Пересекая мощеную дорогу, ведущую в аббатство, Фальконер вспугнул сорок в поле по правую руку. Они взлетели, шумно хлопая крыльями и чопорно вытянув хвосты. Сороки напомнили ему историю основателя аббатства, Роберта д'Ойли, чья жена Эдита увидела в этих же полях болтливых сорок. Только она решила, что это души в чистилище, которые просят, чтобы за них молились. В результате ее видения и основали аббатство. Фальконер сосчитал взлетевших сорок — семь штук.
Входя в главные ворота аббатства, он помедлил, пытаясь решить, с кем лучше поговорить. После рассвета прошло много времени, значит, аббата в капитуле не будет. И все утренние службы закончились. В прежние времена монахи сейчас занимались бы физическим трудом. Но времена для приора и его сотоварищей изменились. Тяжелые работы выполняли теперь послушники, а каноники посвящали себя молитвам и размышлениям. Старый афоризм о том, что мир поделен на три класса — тех, кто сражается, тех, кто работает и тех, кто молится — содержит немалую долю истины. Особенно в стенах этого аббатства. Шагая по монастырю, он заметил, что к нему приближается знакомая фигура. Брат Питер Тэлэм был казначеем Осни и занимался всеми внешними сношениями, в особенности строительными работами, которые, начавшись двадцать лет назад, до сих пор не завершились. Он был крупным мужчиной с суровым выражением лица, с походкой такой же стремительной и непреклонной, как и его повадки. Поэтому всегда казалось, что он очень спешит. И действительно, он был так занят, что почти наткнулся на Фальконера и попятился назад, как лошадь, в последний момент.
— Магистр Фальконер, я вас не заметил. Давно мы с вами не виделись.
Фальконер припомнил, что в последний раз они беседовали несколько лет назад, когда он расследовал случай странной смерти повара папского легата. Неприятное это было время для аббата и казначея. Похоже, он все-таки может оказаться втянутым в схожую историю.
— Брат Питер. Думаю, вы очень заняты.
Жизнь Тэлэма была сплошной суетой, так что ничего удивительного не произошло, когда он подтвердил, что так оно и есть.
— Да, занят.

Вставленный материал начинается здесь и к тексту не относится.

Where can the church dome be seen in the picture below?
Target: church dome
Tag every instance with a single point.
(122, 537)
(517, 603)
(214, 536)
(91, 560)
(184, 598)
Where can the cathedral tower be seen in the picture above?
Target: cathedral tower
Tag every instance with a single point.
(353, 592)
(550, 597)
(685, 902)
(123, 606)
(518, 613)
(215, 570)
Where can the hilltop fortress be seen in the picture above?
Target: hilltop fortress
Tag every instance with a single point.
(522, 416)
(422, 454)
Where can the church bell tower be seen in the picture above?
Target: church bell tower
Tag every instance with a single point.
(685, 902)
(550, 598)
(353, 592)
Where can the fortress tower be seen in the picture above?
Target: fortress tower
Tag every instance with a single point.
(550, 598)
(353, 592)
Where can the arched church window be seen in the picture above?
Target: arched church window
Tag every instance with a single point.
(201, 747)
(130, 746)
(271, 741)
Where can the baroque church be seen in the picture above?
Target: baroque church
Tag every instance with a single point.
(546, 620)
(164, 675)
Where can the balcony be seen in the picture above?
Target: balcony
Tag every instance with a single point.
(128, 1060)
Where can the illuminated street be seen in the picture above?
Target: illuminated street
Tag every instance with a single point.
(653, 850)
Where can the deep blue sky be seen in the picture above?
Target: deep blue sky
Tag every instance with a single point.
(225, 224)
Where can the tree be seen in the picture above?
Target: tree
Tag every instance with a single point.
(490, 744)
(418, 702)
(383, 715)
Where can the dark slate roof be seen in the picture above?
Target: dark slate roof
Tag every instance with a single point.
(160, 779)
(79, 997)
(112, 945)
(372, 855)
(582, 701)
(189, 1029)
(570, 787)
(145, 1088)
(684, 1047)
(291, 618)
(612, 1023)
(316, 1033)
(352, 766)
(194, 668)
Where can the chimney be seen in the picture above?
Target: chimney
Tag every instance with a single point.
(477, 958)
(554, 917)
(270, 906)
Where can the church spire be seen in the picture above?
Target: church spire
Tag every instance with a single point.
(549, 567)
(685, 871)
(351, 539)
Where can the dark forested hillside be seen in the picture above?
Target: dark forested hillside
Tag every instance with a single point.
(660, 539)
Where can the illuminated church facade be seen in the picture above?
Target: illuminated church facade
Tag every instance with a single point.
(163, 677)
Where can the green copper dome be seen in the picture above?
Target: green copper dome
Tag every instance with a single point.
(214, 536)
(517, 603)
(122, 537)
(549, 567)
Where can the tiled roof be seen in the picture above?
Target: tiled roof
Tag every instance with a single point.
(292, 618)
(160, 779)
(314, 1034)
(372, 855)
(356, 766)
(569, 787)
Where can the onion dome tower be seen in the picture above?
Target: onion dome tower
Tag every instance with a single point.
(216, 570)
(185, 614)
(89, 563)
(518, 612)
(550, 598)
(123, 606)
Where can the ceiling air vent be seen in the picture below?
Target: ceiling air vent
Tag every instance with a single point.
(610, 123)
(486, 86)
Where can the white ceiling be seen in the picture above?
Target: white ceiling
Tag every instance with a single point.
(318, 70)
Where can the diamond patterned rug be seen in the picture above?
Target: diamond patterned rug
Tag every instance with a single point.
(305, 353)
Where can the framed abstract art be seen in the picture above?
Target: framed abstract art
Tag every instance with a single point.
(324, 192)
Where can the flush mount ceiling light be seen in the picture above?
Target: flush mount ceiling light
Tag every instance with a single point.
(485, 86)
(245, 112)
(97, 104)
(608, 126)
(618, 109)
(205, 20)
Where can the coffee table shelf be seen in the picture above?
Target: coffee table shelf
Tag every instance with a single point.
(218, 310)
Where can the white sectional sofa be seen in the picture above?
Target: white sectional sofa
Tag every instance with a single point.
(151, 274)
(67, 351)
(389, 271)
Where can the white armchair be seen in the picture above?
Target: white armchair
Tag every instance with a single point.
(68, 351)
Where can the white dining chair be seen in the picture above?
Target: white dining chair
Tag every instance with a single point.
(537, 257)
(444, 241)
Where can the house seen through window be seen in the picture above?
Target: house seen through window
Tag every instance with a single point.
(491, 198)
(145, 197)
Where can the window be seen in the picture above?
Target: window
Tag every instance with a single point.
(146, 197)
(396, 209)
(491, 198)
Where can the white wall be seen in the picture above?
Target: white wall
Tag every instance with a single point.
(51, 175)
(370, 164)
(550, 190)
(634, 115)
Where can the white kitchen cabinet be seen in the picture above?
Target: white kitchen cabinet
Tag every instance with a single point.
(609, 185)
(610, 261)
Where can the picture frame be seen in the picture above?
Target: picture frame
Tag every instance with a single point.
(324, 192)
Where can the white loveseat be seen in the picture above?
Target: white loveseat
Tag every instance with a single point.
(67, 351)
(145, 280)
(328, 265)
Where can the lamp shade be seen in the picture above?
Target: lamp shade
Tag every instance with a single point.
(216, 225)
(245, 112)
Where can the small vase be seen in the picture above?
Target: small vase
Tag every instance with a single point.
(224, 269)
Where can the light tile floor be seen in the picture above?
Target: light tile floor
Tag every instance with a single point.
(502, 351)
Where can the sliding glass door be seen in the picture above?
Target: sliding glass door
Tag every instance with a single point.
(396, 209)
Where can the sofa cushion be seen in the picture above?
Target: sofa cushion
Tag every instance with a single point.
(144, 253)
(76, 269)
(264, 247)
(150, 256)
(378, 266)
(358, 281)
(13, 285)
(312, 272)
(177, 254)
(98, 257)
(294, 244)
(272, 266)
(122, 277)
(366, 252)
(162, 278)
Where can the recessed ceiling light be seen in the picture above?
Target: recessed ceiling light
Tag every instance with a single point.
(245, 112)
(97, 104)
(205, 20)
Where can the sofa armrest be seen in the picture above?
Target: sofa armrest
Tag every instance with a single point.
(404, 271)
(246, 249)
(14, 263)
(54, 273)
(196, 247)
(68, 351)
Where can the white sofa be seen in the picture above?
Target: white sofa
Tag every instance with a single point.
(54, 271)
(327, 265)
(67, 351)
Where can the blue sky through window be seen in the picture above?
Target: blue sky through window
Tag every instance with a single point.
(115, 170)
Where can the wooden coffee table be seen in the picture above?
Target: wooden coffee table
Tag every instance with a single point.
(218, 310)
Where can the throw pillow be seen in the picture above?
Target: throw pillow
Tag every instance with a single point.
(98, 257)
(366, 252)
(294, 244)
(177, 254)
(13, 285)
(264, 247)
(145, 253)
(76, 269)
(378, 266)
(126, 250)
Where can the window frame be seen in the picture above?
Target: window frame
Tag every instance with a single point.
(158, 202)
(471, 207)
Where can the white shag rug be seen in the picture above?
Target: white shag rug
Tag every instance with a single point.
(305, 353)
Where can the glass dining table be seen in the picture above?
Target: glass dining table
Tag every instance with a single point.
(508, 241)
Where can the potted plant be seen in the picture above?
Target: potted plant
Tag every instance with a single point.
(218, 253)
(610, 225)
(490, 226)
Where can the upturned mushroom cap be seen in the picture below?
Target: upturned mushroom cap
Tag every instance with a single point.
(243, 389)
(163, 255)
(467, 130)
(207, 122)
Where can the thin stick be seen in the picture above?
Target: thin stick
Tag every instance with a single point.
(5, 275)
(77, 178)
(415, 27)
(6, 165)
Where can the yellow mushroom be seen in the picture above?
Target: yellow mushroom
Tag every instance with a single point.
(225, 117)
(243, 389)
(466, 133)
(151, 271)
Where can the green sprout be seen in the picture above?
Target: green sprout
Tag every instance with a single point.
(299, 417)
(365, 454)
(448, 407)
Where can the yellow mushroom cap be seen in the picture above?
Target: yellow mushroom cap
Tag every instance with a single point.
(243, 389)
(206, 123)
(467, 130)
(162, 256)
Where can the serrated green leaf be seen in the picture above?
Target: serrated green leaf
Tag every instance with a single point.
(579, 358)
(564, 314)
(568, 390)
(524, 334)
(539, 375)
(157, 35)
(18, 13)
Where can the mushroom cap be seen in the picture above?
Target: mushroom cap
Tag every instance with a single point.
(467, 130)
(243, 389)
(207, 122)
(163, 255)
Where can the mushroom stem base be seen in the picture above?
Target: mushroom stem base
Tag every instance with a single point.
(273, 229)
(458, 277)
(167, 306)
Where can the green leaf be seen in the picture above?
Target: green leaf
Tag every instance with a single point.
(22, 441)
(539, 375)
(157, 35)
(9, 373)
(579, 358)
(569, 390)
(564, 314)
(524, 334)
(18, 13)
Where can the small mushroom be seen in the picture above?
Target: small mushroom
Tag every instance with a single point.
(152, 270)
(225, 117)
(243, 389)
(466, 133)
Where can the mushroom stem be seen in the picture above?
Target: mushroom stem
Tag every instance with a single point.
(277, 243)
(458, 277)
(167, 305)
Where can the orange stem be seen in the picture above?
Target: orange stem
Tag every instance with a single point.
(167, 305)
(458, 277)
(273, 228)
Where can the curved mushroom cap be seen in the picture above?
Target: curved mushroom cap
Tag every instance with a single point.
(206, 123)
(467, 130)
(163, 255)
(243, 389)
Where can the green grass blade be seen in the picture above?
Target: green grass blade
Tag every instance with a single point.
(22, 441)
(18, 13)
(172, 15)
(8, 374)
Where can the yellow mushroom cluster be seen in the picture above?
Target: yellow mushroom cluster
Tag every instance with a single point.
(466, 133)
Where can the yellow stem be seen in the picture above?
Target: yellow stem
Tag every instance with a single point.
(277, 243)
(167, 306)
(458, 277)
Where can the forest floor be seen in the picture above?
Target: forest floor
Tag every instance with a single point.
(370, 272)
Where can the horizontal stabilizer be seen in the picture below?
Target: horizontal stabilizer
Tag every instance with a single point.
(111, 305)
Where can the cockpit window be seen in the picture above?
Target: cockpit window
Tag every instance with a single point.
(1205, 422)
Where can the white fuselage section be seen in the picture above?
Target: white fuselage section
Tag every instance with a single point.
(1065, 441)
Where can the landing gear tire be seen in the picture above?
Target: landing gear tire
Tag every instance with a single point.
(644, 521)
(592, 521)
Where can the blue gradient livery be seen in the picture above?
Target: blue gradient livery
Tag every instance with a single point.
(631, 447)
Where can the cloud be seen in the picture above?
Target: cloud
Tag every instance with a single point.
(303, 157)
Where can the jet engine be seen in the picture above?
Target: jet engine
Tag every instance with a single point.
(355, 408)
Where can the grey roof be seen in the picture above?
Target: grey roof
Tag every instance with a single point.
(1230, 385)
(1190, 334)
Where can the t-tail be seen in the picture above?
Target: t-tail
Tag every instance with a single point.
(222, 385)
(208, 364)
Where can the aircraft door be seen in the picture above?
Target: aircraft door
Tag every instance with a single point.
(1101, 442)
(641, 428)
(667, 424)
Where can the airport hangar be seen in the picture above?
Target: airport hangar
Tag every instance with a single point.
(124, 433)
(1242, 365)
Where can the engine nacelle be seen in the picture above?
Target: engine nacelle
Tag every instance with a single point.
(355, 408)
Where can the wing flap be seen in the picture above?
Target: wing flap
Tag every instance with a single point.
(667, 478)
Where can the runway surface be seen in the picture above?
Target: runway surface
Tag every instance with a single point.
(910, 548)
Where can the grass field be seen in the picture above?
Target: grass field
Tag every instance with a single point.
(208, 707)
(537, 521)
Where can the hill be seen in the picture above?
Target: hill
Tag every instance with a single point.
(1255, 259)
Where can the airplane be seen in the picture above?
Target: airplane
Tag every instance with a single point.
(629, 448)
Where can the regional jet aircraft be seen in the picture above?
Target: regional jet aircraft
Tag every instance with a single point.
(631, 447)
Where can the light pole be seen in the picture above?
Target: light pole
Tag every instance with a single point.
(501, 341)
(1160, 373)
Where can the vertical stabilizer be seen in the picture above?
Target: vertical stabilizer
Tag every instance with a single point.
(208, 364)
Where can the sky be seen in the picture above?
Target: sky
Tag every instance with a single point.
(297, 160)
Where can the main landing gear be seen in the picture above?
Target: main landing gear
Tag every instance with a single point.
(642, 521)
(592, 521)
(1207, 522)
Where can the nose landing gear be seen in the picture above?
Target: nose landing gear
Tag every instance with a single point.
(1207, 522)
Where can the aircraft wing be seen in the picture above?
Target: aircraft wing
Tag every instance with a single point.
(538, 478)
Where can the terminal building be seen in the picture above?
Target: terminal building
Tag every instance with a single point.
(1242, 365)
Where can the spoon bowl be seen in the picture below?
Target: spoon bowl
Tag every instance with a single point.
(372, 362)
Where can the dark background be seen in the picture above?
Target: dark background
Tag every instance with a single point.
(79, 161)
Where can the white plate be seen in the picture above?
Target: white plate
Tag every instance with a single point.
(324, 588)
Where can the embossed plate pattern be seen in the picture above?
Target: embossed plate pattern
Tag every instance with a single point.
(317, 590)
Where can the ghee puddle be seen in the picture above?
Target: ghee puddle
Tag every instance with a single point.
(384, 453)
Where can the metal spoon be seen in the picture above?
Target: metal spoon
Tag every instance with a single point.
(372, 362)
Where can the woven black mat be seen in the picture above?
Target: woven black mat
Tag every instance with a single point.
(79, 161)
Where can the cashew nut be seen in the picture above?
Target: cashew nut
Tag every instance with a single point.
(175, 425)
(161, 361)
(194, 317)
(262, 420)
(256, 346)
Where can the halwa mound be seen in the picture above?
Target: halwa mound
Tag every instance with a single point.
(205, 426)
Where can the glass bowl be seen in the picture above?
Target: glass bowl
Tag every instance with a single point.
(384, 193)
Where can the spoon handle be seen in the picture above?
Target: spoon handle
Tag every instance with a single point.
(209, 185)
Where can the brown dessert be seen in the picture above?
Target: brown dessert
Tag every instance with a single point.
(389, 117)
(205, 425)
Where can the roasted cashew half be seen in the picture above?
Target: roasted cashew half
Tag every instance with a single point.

Ля-Суш куда-то делся, а работники просто сидят и ждут его распоряжений.
Фальконер невольно подумал, не есть ли пропавший Ля-Суш тот самый монах, которого они нашли на лугу. Хотя тогда с какой стати Тэлэм говорит о «его работниках»?
— Ля-Суш?
— Ля-Суш. Удо Ля-Суш, масон и главный каменщик на нашем строительстве. Страшный грубиян из Голландии, и считает, что может появляться и исчезать, когда ему вздумается.
Фальконер заметил, что в глазах брата Питера вспыхнули отголоски прошедших сражений. Ему стало жаль голландца — зря он думает, что может перехитрить брата Питера. Многие коварные городские лавочники пытались — а теперь сильно жалеют об этом. Но раз уж он масон, то должен быть человеком не глупым, прошедшим подготовку не менее загадочную, чем любой профессор философии в университете, и должен обладать секретными знаниями догматов столь же сложных, как и догматы ученого-математика. Если кто и может заставить Тэлэма побегать за свои денежки, так это Удо Ля-Суш.
К этому времени казначей уже приплясывал на цыпочках, не в силах дольше сдерживать свой короткий, отрывистый шаг. Похоже, его волновало не только отсутствие каменщика.
— Более того, на утренней службе не появился брат Джон Барлей. Аббат, человек доброжелательный, опасается за его здоровье — ведь он и брат Джон одного возраста. Поэтому мне нужно найти не только Ля-Суша, но и заблудшего брата.
Судя по голосу, казначей сильно рассердился на просьбу бегать туда-сюда в поисках пропавших каноников. Но Фальконер подумал, что у брата Джона Барлея, вероятно, есть весьма уважительная причина отсутствовать.
И прежде, чем Тэлэм помчался дальше, он схватил монаха за руку. Фальконер знал, что аббат совсем не молод. Значит, и пропавший Джон Барлей тоже.
— Скажите-ка, Тэлэм Брат Джон что, лысый? И только над ушами у него седые прядки? — Фальконер растопырил пальцы у висков и помахал ими, показывая прядки волос, которые видел у трупа. Уголки рта у Тэлэма опустились. Если бы Фальконер не знал его, он бы подумал, что тот гримасничает, но на самом деле монах таким образом улыбался. Только так он умел выражать веселье.
— Да, это брат Джон. Скажем просто, что ему больше не требуются услуги цирюльника, чтобы подправлять тонзуру.
— В таком случае боюсь, что у меня для вас плохие новости.